All you have to do these days is register an LLC and get your EIN, and you’ll be inundated with dozens of supposedly pre-approved offers for small business credit cards and emails for online credit applications. If they are used responsibly, credit cards can be a good way to build your business credit rating with Dun & Bradstreet, as well as giving you a bit of a safety net if you a big contract forces you to front more cash than you typically have on hand. Using them irresponsibly can be bad for business too.

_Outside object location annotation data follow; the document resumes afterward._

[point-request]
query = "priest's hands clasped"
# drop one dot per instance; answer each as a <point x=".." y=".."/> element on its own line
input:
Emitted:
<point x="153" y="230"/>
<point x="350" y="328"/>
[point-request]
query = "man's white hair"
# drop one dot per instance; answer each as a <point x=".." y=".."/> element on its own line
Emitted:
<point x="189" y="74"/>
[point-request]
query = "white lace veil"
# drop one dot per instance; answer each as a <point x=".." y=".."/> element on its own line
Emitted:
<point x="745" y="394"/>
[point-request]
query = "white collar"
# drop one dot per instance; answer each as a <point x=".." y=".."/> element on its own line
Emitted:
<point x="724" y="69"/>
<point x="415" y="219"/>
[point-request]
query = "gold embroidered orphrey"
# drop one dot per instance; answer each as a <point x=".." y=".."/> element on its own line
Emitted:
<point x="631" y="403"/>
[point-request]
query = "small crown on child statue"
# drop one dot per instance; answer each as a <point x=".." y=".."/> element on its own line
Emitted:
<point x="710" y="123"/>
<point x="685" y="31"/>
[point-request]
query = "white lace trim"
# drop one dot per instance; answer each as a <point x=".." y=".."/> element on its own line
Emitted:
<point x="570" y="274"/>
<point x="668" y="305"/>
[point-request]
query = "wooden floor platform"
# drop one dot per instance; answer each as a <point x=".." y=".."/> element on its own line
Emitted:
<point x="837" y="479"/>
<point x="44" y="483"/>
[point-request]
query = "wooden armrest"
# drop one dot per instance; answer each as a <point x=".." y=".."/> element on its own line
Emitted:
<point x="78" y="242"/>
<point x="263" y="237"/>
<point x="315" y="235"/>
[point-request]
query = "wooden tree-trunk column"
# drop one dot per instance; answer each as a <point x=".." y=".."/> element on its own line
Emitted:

Be careful with credit cards. If you miss a payment or go past the promotional period that roped you in with a zero percent APR, and you can quickly find yourself floundering as you attempt to pay off a card that carries a 29.9% interest rate, so pay attention to the details on your statements, and your payment due dates. If you’re going to use a credit card as part of the way that you manage your business finances, try to pay off your balance in full every month. If you know you’ll have to carry a particular charge over more than one month (ie you paid for materials for a job that won’t pay for 90 days), keep your interest rate in mind when you determine how much you’ll charge your customers. Whenever possible, secure a materials deposit, and immediately pay that amount on your credit card when the check clears.
Managing your business credit responsibly is just as important as managing your personal credit. Having a poor business credit rating can impact your ability to get revolving credit accounts with suppliers, and this can keep you from being competitive if you’re bidding on large projects or large supply orders.